Maintaining nutrition, exercise will balance college lifestyle

Samantha Remmers, now a sophomore from Sabetha, has lunch during spring semester at Ekdahl Dining Commons in Lewis Hall.

Ramen noodles are the staple food of college life. Students also report subsiding on pizza, chips, wings, “whatever is in my roommate’s fridge” and even “cheap beer.”

There’s no doubt about it – “college food” is often synonymous with “cheap food,” and even more often with “junk food,” but not if Ann Chapman has anything to do with it.

Chapman, a registered dietitian for Kansas University, is available to counsel students about food-related questions or problems. She is in charge of a university-funded initiative called Better Bites. Only a few years old, the initiative has a logo that appears campuswide on foods, from hot entrees in cafeterias to snack foods in vending machines, that Chapman’s task force has deemed a healthier option.

“We’ve gotten good feedback from those who are aware of the program,” she said.

However, Chapman knows there are many factors that lead college students to make less-than-ideal eating choices and that an initiative like Better Bites can only do so much.

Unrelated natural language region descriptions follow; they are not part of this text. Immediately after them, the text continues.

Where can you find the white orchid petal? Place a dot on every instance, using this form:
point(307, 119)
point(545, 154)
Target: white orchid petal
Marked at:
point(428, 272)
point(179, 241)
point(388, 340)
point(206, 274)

She cites the 24-hour access to fast food and vending machines and a general decrease in physical activity versus high school life as critical health changes for new college students.

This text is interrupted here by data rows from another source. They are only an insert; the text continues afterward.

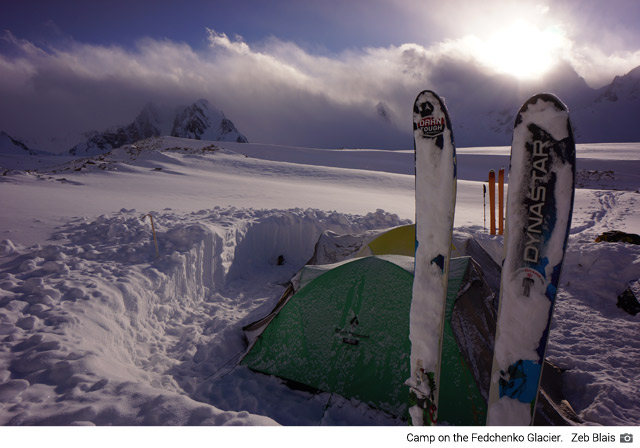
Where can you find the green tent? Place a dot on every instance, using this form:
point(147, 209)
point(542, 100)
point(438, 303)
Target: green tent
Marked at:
point(346, 331)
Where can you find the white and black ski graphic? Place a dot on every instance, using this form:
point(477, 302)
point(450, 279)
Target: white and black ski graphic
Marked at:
point(538, 219)
point(435, 163)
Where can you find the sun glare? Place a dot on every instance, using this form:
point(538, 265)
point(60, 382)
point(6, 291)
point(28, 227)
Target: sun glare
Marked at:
point(521, 50)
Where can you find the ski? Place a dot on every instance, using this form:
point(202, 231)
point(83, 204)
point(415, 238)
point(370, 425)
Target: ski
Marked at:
point(539, 209)
point(435, 165)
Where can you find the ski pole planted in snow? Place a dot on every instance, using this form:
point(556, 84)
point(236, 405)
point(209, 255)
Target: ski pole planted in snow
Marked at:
point(153, 230)
point(484, 207)
point(501, 201)
point(492, 202)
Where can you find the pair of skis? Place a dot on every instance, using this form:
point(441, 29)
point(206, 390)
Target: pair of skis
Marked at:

“Many who played sports in high school now have much more sedentary lifestyles that lack an appropriate amount of exercise,” she said.

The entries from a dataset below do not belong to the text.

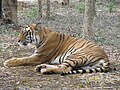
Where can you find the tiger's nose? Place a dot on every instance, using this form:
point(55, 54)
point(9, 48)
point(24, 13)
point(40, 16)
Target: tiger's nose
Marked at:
point(18, 40)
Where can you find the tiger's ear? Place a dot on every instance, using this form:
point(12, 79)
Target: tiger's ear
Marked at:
point(33, 26)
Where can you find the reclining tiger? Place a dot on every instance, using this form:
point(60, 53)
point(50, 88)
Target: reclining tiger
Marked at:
point(59, 53)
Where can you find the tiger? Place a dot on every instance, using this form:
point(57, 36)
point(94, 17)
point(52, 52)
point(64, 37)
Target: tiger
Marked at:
point(59, 53)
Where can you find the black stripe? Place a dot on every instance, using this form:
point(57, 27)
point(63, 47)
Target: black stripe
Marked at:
point(68, 64)
point(74, 61)
point(101, 69)
point(91, 71)
point(96, 70)
point(84, 71)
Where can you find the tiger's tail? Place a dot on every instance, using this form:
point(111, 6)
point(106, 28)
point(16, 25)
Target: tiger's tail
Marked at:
point(100, 69)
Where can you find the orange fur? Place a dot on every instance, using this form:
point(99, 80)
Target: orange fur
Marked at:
point(62, 52)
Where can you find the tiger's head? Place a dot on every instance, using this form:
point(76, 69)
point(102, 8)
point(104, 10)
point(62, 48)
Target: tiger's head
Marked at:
point(28, 35)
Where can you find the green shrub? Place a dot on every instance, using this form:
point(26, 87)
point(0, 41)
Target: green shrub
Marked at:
point(111, 5)
point(81, 7)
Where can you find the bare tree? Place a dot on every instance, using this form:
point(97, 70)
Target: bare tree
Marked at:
point(40, 8)
point(48, 9)
point(0, 8)
point(88, 20)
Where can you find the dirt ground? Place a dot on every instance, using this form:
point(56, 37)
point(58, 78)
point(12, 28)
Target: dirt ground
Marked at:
point(107, 34)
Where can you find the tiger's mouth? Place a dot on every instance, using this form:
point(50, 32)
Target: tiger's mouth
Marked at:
point(23, 44)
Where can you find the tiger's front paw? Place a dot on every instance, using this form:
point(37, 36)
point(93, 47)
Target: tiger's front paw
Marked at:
point(40, 67)
point(10, 62)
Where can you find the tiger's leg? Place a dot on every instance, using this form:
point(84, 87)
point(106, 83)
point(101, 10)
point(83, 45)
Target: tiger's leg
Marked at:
point(82, 60)
point(31, 60)
point(66, 66)
point(46, 68)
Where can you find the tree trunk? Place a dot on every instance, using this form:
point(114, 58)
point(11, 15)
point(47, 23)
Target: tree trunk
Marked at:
point(0, 8)
point(48, 9)
point(88, 20)
point(10, 7)
point(40, 8)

She also credits increased alcohol consumption as another nutritional factor for some students.

“When kids go out drinking,” Chapman said, “they take in all of the calories from the alcohol and then oftentimes will have another meal afterwards that they otherwise would have not consumed.”

When all of the extra calories that college students consume begin to convert to extra pounds on the scale, there is little surprise.

“I know that I go out to eat more often than I should,” sophomore Nick Squire said. “I was living at the dorms and that food got old really fast, and without the necessary appliances the only other option was to eat out.”

Squire noticed many others doing the same and consequently putting on their “freshman 15.”

He predicts that once he begins living off-campus with a full kitchen, his eating habits will revert back to something more normal.

Nevertheless, he said, “the convenience of fast food is always tempting.”